I actually found it strangely interesting how many parallels it had compared to a 1940's comic story I just happened to read earlier in the week. The superhero story about The Whizzer from All Winners Comics #2, to be precise...
Please take a moment to read through that Whizzer story above. It is, I think, pretty critical to understanding what I think about Twilight: The Graphic Novel.
Done? Good. Now, did you notice in that Whizzer story how it didn't make a lick of sense? Characters are doing and saying things almost randomly, scenes change abruptly and for no reason... Hell, even the porthole window changes from round in one panel to square in the next! There's kind of a vague sense of story progression, but it kind of feels like somebody tore out every other page.
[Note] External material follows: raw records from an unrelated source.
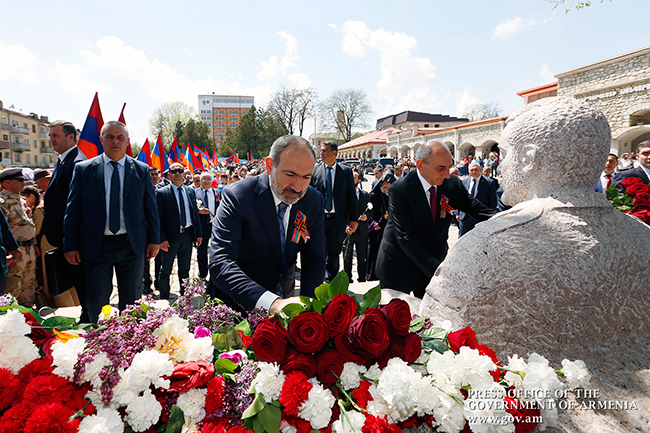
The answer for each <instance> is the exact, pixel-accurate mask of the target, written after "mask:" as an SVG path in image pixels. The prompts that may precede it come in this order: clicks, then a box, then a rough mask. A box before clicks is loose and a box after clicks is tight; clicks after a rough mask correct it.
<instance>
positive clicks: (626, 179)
mask: <svg viewBox="0 0 650 433" xmlns="http://www.w3.org/2000/svg"><path fill="white" fill-rule="evenodd" d="M639 182H641V183H643V181H642V180H641V179H640V178H638V177H626V178H625V179H623V180H622V181H620V182H619V185H623V186H625V187H628V186H630V185H634V184H635V183H639Z"/></svg>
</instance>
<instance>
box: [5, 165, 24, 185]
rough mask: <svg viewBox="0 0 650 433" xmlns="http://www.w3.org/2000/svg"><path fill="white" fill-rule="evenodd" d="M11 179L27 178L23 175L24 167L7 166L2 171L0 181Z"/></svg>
mask: <svg viewBox="0 0 650 433" xmlns="http://www.w3.org/2000/svg"><path fill="white" fill-rule="evenodd" d="M10 179H22V180H25V176H23V169H22V168H5V169H4V170H2V171H1V172H0V182H2V181H4V180H10Z"/></svg>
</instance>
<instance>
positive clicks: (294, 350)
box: [280, 349, 316, 378]
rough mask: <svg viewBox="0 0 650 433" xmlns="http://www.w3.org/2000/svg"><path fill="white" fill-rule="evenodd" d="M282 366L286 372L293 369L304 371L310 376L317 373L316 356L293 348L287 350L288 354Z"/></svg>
mask: <svg viewBox="0 0 650 433" xmlns="http://www.w3.org/2000/svg"><path fill="white" fill-rule="evenodd" d="M280 368H281V369H282V371H284V373H285V374H289V373H290V372H292V371H302V372H303V373H305V376H307V377H308V378H310V377H314V376H315V375H316V361H314V357H313V356H311V355H307V354H304V353H300V352H297V351H295V350H293V349H289V350H288V351H287V356H285V358H284V362H283V363H282V365H281V366H280Z"/></svg>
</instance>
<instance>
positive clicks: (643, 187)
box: [625, 182, 648, 197]
mask: <svg viewBox="0 0 650 433" xmlns="http://www.w3.org/2000/svg"><path fill="white" fill-rule="evenodd" d="M625 192H626V193H627V194H629V195H631V196H632V197H636V195H637V194H642V193H647V192H648V185H646V184H644V183H642V182H637V183H634V184H632V185H630V186H628V187H627V189H626V190H625Z"/></svg>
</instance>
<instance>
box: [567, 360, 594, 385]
mask: <svg viewBox="0 0 650 433" xmlns="http://www.w3.org/2000/svg"><path fill="white" fill-rule="evenodd" d="M562 371H563V372H564V377H565V378H566V380H567V382H568V384H569V387H570V388H571V389H576V388H578V387H581V388H589V383H590V382H591V374H589V371H587V365H586V364H585V363H584V361H580V360H577V361H569V360H568V359H564V360H562Z"/></svg>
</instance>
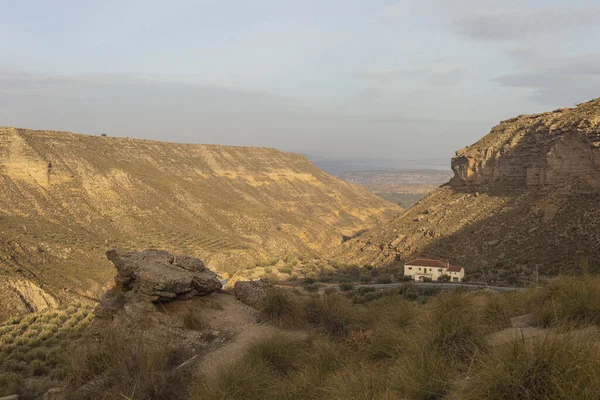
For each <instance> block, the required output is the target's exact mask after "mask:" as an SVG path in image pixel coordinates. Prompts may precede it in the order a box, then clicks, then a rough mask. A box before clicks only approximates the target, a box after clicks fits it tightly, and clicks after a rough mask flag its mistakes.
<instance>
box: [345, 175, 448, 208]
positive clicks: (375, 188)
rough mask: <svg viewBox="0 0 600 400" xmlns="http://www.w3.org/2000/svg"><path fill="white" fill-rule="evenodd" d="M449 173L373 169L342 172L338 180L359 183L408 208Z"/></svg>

That's what reading Twilight: The Graphic Novel was like. Even setting aside the already-much-maligned-elsewhere piss-poor lettering, the actual comic just comes across as a bunch of random scenes that seem like they ought to be connected somehow but really aren't. Characters say things that seem like they ought to relate back to something else, but you're not sure what. There are sudden, disconnected scene changes throughout the book. The more action-oriented scenes are completely incomprehensible, and the reader can only infer what happened by reading the dialogue several pages later. Not to mention some bizarre leaps of in-story logic that make 1940s comics look completely sensible by comparison.
To complicate matters, the text suggests the vampires look different than other folks. But the art really makes everyone look pretty much the same. Oh, individual characters are identifiable enough and it's not as if you can't tell one character from another, but they all have that same sparkling beauty that's allegedly reserved for these vampires.
Further complicating matters, there is not one border gutter in the whole book. Panels are divided by a simple black line, slightly heavier than what's used within the panels. Individual panels are cropped strangely, not infrequently cutting off people's heads and projecting the reader's attention in precisely the wrong places. Most of the individual pages are a mess from a layout perspective, and it really isn't then surprising that the lettering had to be placed over character's faces.
I'm not about to say that the whole Twilight saga is crap; I've read one person's adaptation of part of the overall story. I have to assume, in fact, that Stephanie Meyer's original novel was much more cohesive, because I can't imagine any editor approving it otherwise. The general story idea isn't my cup of tea, but a lot of people get something out of it so I'm not about to judge. But Twilight: The Graphic Novel ranks as one of the worst pieces of printed comic literature I've read in a long time. I really do think some of these poorly-drawn, slap-dashed 1940s reprints I've been reading lately are of much higher quality than this.